From Risky Bulletin:
A tenth of all new domains last year were malicious: One in every ten new domains registered in 2025 were linked to malicious activity and were eventually added to one or more cybersecurity blocklists.
A total of 84,961,989 domains were created last year and 8,496,811 were later added to a blocklist, according to an Interisle report published on Monday.
Researchers believe the actual number of malicious domains may be double that, at around 16.8 million, with new domains expected to be blacklisted once they are deployed in operations in the wild later on.
[more on Risky Bulletin]
Russia greatly expands SORM surveillance requirements: The Russian government has greatly expanded the amount of personal and technical data that mobile operators and internet service providers must collect from their customers and share with state authorities.
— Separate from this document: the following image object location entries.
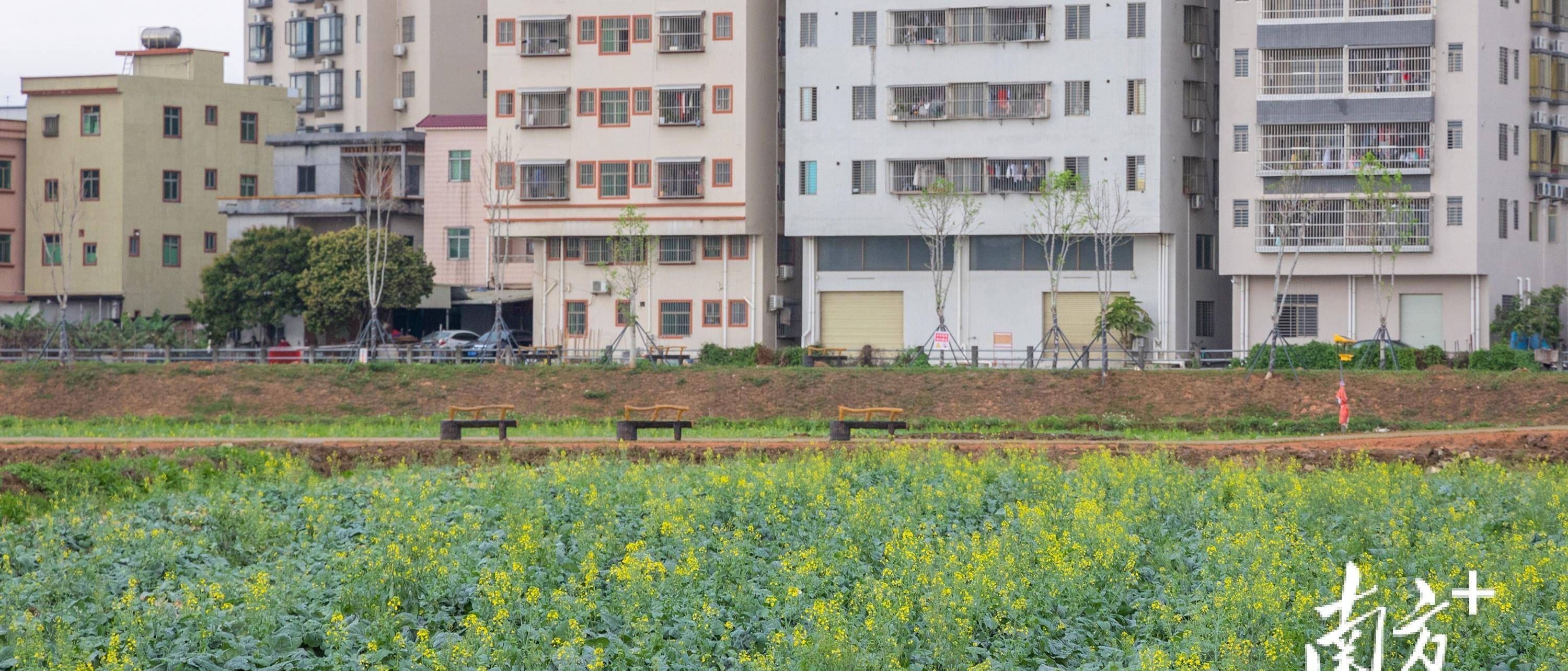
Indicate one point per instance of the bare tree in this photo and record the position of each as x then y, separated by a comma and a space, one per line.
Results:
59, 214
941, 214
1054, 223
626, 266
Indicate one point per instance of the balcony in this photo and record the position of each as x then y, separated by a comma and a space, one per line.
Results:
1304, 12
1316, 150
1340, 226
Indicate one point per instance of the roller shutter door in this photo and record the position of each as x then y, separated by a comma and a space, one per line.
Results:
857, 319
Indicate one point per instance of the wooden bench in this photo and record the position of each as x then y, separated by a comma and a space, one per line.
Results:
832, 355
839, 430
452, 427
628, 427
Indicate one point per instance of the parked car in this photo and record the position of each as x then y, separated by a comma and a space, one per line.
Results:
449, 339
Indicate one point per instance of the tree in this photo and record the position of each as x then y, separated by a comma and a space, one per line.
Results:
333, 285
941, 214
1054, 223
256, 285
628, 270
1383, 217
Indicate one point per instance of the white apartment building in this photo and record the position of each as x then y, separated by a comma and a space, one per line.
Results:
883, 98
665, 107
1460, 99
371, 65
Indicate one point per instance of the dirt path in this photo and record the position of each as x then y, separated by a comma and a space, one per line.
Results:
1421, 447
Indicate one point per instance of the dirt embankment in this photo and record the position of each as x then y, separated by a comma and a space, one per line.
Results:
330, 391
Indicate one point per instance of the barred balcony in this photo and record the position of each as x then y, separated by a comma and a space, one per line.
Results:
1336, 225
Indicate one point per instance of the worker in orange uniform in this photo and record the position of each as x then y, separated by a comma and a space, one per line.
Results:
1344, 408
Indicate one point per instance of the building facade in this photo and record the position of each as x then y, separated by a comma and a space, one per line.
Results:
882, 101
142, 159
670, 113
371, 65
1454, 101
13, 212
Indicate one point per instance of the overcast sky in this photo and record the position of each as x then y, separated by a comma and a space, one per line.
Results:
80, 37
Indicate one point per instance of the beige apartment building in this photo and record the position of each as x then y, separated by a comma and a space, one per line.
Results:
1454, 98
148, 154
371, 65
668, 109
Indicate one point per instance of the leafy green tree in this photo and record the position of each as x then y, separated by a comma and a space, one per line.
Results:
333, 285
256, 285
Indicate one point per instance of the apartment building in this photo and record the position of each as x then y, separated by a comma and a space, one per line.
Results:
882, 99
371, 65
1462, 101
148, 154
670, 112
13, 209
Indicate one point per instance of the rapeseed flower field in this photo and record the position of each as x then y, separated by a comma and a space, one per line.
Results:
908, 559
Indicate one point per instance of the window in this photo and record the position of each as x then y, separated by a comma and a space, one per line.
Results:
1137, 19
864, 29
250, 124
91, 120
576, 319
1203, 325
615, 107
863, 178
676, 250
675, 319
863, 103
1205, 250
1137, 96
614, 179
615, 35
91, 184
460, 165
171, 186
1297, 314
1078, 22
1078, 99
171, 252
808, 178
458, 242
52, 250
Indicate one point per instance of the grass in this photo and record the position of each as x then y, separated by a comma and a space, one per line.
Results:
292, 427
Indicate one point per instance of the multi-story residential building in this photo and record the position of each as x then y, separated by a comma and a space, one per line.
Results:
668, 112
13, 209
883, 99
148, 154
371, 65
1457, 99
485, 269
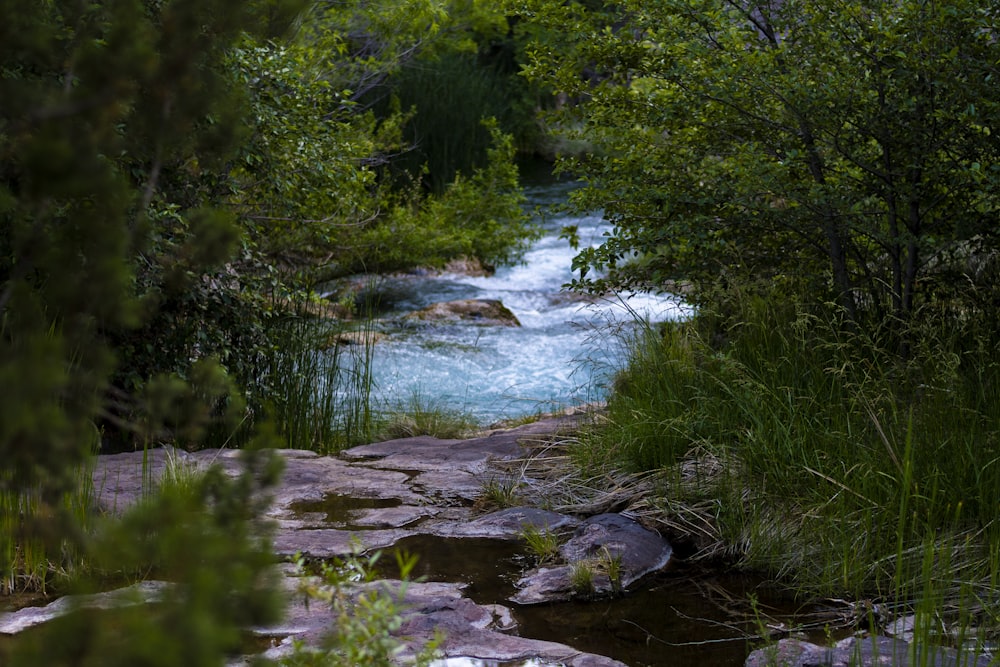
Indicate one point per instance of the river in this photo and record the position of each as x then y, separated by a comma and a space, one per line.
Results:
563, 354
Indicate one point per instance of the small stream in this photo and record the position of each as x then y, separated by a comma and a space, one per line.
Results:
562, 354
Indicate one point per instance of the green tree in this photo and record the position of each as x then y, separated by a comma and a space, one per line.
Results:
116, 123
849, 146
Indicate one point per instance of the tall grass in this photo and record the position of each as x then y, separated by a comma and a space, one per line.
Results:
319, 382
849, 469
30, 563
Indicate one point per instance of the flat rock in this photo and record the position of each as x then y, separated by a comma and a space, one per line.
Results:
143, 592
860, 652
597, 541
470, 630
509, 523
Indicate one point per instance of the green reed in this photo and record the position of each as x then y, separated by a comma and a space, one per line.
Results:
847, 464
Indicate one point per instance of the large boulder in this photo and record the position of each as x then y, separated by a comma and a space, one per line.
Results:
489, 312
616, 551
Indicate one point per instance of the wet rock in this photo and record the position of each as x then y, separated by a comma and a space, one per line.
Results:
470, 630
509, 523
859, 652
490, 312
404, 487
617, 551
143, 592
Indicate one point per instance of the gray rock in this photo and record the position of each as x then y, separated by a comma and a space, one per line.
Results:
509, 523
143, 592
860, 652
597, 542
470, 630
This data collection is part of a surveillance system used in Russia named SORM, which stands for the System for Operative Investigative Activities. SORM works through special equipment installed at local telcos that collects data on the company's traffic and uploads it to a government database where the police and intelligence services can query it for their investigations.
Over the years as networking equipment has become more powerful, SORM has been slowly updated with new collection rules that telcos must comply with or face a fine.
[more on Risky Bulletin]
Dutch police take down giant botnet of 17 million devices: Dutch authorities have conducted one of the largest-ever malware disruptions and took down a botnet that infected more than 17 million devices across the world.
The botnet was made up of computers, tablets, and smartphones that had been used to send out spam emails, phishing lures, and carry out DDoS attacks.
Dutch Police and the country's national cybersecurity agency seized more than 200 servers at a local provider, servers that had been used to grow and control the botnet.